JE RÈGLE MON PAS SUR LE PAS DE MON FILS





"On n’est pas obligé de se parler"

Ce qui frappe à la vision de Rendez-vous à Kiruna, c’est sa finesse d’écriture. Parfaitement équilibré sur toute la longueur, le scénario est construit comme une succession de situations simples, bien posées et bien amenées, qui oscillent entre comédie burlesque et mélancolie légère. Les personnages ne sont pas en reste, qui existent en une scène, même les plus secondaires, et apportent chair et sensibilité au récit. Chacun a une souffrance intérieure qu’il dissimule derrière une façade conventionnelle d’archétype (le biker violent, l’homme d’affaires désagréable, l’amant jaloux…), donnant lieu à de savoureux retournements de situations.

Anna Novion s’amuse ainsi avec les codes du road movie, sans vraiment les malmener. Son personnage fait des rencontres fortuites, évolue au cours du voyage et reviendra différent de ce qu’il était en partant : la trame est classique. Ce qui en fait le charme, c’est le ton donné à ces rencontres, qui sont autant d’occasions d’aller à la découverte de l’autre. Quelles que soient les circonstances, et malgré le contexte éminemment tragique de l'histoire, l’humain demeure ainsi toujours au cœur de chaque séquence.

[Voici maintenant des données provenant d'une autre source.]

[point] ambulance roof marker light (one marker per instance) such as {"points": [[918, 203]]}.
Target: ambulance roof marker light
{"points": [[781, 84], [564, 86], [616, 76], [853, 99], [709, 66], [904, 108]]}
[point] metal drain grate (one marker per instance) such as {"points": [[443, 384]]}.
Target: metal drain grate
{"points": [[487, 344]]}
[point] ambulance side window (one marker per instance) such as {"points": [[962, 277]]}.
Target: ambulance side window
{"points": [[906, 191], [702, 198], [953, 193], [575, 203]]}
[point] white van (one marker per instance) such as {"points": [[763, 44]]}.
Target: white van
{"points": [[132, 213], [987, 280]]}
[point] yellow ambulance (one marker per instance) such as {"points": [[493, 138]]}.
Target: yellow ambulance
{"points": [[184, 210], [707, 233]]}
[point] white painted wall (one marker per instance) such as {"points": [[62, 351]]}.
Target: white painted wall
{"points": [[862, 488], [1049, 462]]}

Par exemple, Ernest se retrouve en voiture avec Magnus, un jeune homme qu’il a pris en stop, et John, un motard danois qu’il a volontairement renversé. Un délicieux dialogue de sourds s’instaure entre eux, en raison des traductions fantaisistes de Magnus. C’est un passage presque hilarant, plein de vivacité et d’invention. Puis, peu à peu, les trois personnages entrent en communication et se trouvent un langage commun, qui débouche sur une certaine complicité. L’air de rien, toute la subtilité des rapports humains transparaît de cette séquence douce amère qui est peut-être la plus réussie du film.

Il faut dire que la réalisatrice n’a pas son pareil pour filmer avec une étonnante simplicité narrative la profonde humanité dissimulée dans le quotidien le plus banal : un orchestre qui joue en plein air, un homme qui découvre l’appartement de son fils inconnu, un petit-fils qui retrouve son grand-père… Pas une humanité de complaisance, belle, pure et hypocrite, mais un élément indicible qui fait de l’être humain ce qu’il est, avec ses défauts et ses espoirs, ses compromis et ses regrets, ses échecs et ses souvenirs. Il faut regarder Rendez-vous à Kiruna à la lumière de cette humanité un peu cabossée pour se laisser porter par la justesse un peu fragile de cette histoire à la fois minuscule et universelle de filiation complexe et d'amitiés fugitives.